Wednesday, January 19, 2011

Are There Alternatives to the Individual Mandate in the Health Reform Law?

Are There Alternatives to the Individual Mandate in the Health Reform Law? by Howard Gleckman

My response:

If mandates go, pre-existing condition reforms must also be repealed unless the goal really is some form of single-payer insurance – which it may be. Such a scheme would still utilize insurance companies as claim processors, but without the requirement for a sales force of agents or loss prevention specialists (who would become fraud investigators instead). These activities would also mean a gauranteed profit, so the companies may be crying all the way to the bank.

I suspect that instead mandates and pre-existing rules will be repealed and replaced with a fairly robust public option available to anyone who can’t afford private insurance or who can’t get it due to a pre-existing condition. It would be low cost on the premium and copay side, but would be subsidized by a non-avoidable payroll, VAT or VAT-like business income tax.

The other alternative is Single-Payer Catastrophic insurance, however I don’t think the vast majority of voters would support any effort to deprive them of the comprehensive insurance they have grown to rely upon, even though that approach is largely, but not solely, responsible for increased cost.

The real projected problem is demographic – so the solution must be as well. You need to broaden the base of whatever levy covers health care and ideally you should consolidate them into a single tax rather than dividing funding between income taxes, premiums and payroll taxes.
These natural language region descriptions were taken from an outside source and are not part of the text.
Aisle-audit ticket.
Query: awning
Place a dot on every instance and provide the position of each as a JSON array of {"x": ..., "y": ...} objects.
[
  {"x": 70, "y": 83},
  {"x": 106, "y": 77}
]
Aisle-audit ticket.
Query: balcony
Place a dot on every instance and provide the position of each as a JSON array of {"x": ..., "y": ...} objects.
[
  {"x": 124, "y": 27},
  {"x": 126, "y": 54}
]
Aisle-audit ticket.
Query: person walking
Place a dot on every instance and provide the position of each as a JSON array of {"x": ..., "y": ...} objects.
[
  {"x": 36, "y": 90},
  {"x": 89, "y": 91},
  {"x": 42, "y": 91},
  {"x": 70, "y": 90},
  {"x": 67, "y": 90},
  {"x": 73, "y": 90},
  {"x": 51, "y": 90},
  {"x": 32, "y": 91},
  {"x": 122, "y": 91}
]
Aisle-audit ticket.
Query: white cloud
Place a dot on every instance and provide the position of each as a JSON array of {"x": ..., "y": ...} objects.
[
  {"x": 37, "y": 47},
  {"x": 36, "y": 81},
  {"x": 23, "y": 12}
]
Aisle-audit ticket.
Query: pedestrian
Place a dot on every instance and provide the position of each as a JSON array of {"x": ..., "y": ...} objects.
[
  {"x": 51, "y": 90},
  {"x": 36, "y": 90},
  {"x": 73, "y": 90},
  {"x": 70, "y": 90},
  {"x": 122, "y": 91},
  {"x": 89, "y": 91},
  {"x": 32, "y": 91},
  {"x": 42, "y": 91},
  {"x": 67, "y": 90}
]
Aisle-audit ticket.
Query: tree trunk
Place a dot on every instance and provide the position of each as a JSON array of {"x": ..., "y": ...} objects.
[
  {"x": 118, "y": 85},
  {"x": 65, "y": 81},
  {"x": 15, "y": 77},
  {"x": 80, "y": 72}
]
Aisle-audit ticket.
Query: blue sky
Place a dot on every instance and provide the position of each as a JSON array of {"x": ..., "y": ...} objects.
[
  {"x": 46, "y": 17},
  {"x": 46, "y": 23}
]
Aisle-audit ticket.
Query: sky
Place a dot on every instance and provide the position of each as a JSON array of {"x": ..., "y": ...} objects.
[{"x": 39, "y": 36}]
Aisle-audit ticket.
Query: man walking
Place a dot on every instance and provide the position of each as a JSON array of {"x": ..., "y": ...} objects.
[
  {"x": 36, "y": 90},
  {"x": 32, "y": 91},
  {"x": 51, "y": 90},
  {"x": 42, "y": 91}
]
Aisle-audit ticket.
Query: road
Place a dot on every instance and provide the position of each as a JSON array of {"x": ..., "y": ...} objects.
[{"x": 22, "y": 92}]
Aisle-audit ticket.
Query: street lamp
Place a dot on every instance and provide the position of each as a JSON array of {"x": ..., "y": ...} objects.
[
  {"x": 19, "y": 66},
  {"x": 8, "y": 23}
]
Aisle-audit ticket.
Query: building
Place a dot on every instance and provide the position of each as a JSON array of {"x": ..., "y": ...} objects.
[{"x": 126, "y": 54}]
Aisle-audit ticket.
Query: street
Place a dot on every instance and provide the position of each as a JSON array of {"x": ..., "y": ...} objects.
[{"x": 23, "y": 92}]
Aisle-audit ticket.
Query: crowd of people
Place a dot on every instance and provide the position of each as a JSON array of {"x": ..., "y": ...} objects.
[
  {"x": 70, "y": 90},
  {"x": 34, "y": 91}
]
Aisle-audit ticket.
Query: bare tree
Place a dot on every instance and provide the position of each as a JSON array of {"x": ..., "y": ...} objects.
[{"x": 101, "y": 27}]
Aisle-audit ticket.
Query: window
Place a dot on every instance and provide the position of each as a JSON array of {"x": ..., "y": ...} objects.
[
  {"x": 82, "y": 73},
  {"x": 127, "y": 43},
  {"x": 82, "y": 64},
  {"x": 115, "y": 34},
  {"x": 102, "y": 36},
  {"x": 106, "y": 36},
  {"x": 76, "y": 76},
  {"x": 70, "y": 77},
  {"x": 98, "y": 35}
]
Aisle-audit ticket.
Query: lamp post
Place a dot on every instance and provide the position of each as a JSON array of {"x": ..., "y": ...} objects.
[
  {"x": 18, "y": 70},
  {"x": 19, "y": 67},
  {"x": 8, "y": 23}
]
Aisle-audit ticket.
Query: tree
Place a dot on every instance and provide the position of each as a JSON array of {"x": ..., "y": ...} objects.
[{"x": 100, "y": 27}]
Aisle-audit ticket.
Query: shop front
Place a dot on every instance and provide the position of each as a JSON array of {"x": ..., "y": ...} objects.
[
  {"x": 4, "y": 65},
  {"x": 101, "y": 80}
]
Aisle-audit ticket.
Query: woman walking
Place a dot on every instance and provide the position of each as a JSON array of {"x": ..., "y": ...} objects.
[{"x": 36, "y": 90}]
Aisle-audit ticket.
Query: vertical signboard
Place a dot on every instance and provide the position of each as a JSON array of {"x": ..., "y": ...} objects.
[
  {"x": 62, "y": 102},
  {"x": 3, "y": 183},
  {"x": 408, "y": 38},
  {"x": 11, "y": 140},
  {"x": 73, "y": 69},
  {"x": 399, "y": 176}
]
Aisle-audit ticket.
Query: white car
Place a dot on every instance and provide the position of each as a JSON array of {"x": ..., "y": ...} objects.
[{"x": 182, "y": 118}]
Options for this include getting more taxpayers by either immigration or childbirth (or a combination of both of these), extending the levy on non-wage income in the HI payroll tax to all wage earners, not just the rich, or converting the whole payroll tax to a straight up consumption tax on either consumers (a VAT) or employers (a VAT like business income tax on all employers and all value added, including wages). Even with a broader base, rates must go up – although increasing the payroll tax by 65% is only making it 5% of income – up from 2.9%.

If the Business Income Tax covers all federal social spending, including education, housing, TANF and health it will be considerably higher than 5%. It will be more like 28% before raising it high enough to also include an expanded the Child Tax Credit (of $6000 per year so that it includes enough for housing) and the Health Insurance Exclusion, in which case the rate is closer to 34%.